Mobile network operator O2 will launch the so-called
"iPhone killer"Palm Preon Friday and plans extend
iPhone sales through the Phones 4U retail chain.
The moves follows
O2s
loss of its iPhone exclusivity in the UK. Orange will sell the
iPhone from November, with Vodafone following in January.
Pre's entry will spice up the already hot smartphone market.
Smartphones already account for more than a quarter of new phones
sold, and they offer the highest margins, said market analyst
Gartner.
Pre adds yet another software platform to the mobile mix that
already includes Nokia's Symbian and Maemo, Apple's iPhone,
Google's Android, Microsoft's Windows Mobile, Research in Motion's
BlackBerry, and the LiMo (for Linux Mobile) favoured by Far Eastern
phone makers.
Telefonica, O2's Spanish parent, and Palm signed an exclusive
Pre distribution deal for Spain, United Kingdom, Ireland and
Germany in July.
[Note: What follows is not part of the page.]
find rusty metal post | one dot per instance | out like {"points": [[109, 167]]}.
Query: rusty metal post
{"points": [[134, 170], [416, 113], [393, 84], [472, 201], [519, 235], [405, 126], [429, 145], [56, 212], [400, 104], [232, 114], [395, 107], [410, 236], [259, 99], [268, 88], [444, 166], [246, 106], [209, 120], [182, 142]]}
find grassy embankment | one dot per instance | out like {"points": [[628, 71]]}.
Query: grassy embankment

Palm has been registering expressions of interest
on a web site, but declined to say how many it had received.
The deal with Phones 4U will put iPhones 450 more stores from
November, O2 said today. Customers will have both contract and pay
as you go options. O2 and Carphone Warehouse channels will continue
to offer iPhones.
The Phones 4U deal reinforced O2's position as "home of the
smartphone," said Stephen Shurrock, O2's UK sales director.
Palm Pre is free to O2 customers on a two-year contract at
£44.05/m and to customers on an 18-month contract for £73.41/m. All
customers will have unlimited UK data browsing over O2's HSDPA
network and unlimited access to 7,500 wi-fi hotspots through both
The Cloud and BT Openzone.
In September analysts at investment bank JP Morgan said
estimated Pre sales of 550,000 were "ahead of our estimate". A
successful sale of $360m in new debt, analysts revising Palm's
share price upwards, and existing shareholders increasing their
holdings all suggested the Pre was doing better than expected.